Zu gleicher Erkenntniß führt uns die Untersuchung des Rumpfes, des Halses sowie des Kopfes und der Brust. Der Leib des Hundes ist mager, schlank und gestreckt, in den Weichen eingezogen, der Hals eher schwach und kurz, als derb, kräftig und lang, das Genick und die Stirnbildung der gerade Gegensatz zu den entsprechenden Theilen des Rindviehes, dessen Zugvermögen bekanntlich in der mächtigen Stirn und der Stärke des Nackens liegt. Das Brustskelet des Hundes ist zwar normal und nicht unkräftig gebaut, aber entfernt nicht mit dem Vordertheile der Einhufer, insbesondere unseres Zugpferdes zu vergleichen; dem Brustgerüste fehlt der mächtige Vor- und Aufbau, der den immerwährenden Gegendruck aushält, welchen die Fortbewegung von Lasten erheischt. Neben dem Körperbau fällt nun noch ein anderes Moment, das der Bewegung unseres Hundes, in’s Gewicht. Es ist der quere Gang desselben, wonach die Hinterbeine neben die Vorderläufe gesetzt werden, während beim geraden Gange unserer Zugthiere der Hinterfuß in die Spur des entsprechenden Vorderfußes tritt. Der schiefgehende Hund kann also nicht wie das Pferd, das Maulthier, der Esel etc. geradeaus ziehen, seine Brustgerüste gleichmäßig dem Gegendrucke hingeben, sondern wird bei dem Zugprocesse einseitig wirken und deshalb eine übergroße Kraftanstrengung anwenden müssen, um eine Last geradeaus zu bewegen.

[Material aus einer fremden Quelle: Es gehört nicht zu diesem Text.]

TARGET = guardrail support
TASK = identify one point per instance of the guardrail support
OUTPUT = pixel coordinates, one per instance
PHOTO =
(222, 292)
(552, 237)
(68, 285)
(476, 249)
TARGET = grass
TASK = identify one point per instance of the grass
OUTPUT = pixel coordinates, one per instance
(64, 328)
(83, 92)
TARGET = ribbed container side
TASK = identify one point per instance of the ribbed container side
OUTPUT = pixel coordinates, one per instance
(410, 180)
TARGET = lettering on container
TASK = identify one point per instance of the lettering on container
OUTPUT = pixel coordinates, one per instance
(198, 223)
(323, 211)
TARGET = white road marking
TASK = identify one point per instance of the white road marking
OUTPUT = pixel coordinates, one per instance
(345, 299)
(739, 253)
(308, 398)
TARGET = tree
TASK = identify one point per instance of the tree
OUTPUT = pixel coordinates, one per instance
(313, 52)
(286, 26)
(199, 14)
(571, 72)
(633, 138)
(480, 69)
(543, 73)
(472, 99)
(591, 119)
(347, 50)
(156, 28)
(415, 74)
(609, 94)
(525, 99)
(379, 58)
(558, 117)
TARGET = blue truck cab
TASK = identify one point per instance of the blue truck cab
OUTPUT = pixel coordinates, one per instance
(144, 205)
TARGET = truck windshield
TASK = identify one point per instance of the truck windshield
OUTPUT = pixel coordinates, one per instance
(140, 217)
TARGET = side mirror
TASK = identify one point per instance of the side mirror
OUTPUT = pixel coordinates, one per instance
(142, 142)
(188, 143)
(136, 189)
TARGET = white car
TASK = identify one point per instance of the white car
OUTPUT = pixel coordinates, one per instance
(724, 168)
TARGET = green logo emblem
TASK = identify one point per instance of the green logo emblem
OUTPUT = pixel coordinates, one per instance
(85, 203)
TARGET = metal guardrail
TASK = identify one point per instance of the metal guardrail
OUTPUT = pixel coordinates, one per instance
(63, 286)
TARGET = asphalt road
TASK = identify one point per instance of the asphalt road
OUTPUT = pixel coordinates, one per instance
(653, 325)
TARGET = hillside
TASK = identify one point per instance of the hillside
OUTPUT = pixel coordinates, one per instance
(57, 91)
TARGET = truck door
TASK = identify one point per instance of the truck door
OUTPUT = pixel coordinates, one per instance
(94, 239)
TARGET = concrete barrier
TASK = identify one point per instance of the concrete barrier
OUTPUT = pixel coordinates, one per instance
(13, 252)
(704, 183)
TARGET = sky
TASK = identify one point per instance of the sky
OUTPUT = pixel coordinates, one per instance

Wenn wir alle diese hervorgehobenen Merkmale und Momente in’s Auge fassen und mit den einschlagenden Vergleichspunkten der zu Spanndiensten von jeher gebrauchten und herangebildeten Arten unserer Hausthiere zusammenhalten, so ergiebt sich uns gleichsam von selbst der Schluß, daß der Gebrauch des Hundes zum Ziehen ein – leider nur allzutief eingewurzelter – Mißbrauch ist.

„Aber“ – so hören wir im Geiste Manche einwenden, die es mit unserem Schützlinge nicht so ernst und genau nehmen wollen – „wir sehen doch die meisten Hunde mit ungemeinem Eifer vor den mannigfachen Fuhrwerken an uns vorüber eilen, gewiß ein Zeichen, daß die Thiere Neigung, Kraft und Ausdauer für den Zugdienst haben. Fliegen ingleichen nicht die Eskimos, die Sibirier, die Kamtschadalen, die Hasenindianer und viele andere nordische Stämme mit Hundeschlitten über die Schnee- und Eisfelder dahin, und könnten diese Völker ohne den Hund sich ergiebig fortbewegen, ihre Jagd betreiben, mit einem Worte: leben?“

In diese und ähnliche Einwendungen mischt sich wohl auch der alte Sermon und die Logik der teleologischen und theologischen Stimmen. Der Hund – so mag es aus diesen Lagern schallen – sowie überhaupt das Thier ist blos geschaffen zum unbedingten Dienste des Menschen, warum nicht auch zum Zug- und Lastthiere? Das verstand- und seelenlose Thier ist allein um des Menschen willen da, der für dasselbe denkt.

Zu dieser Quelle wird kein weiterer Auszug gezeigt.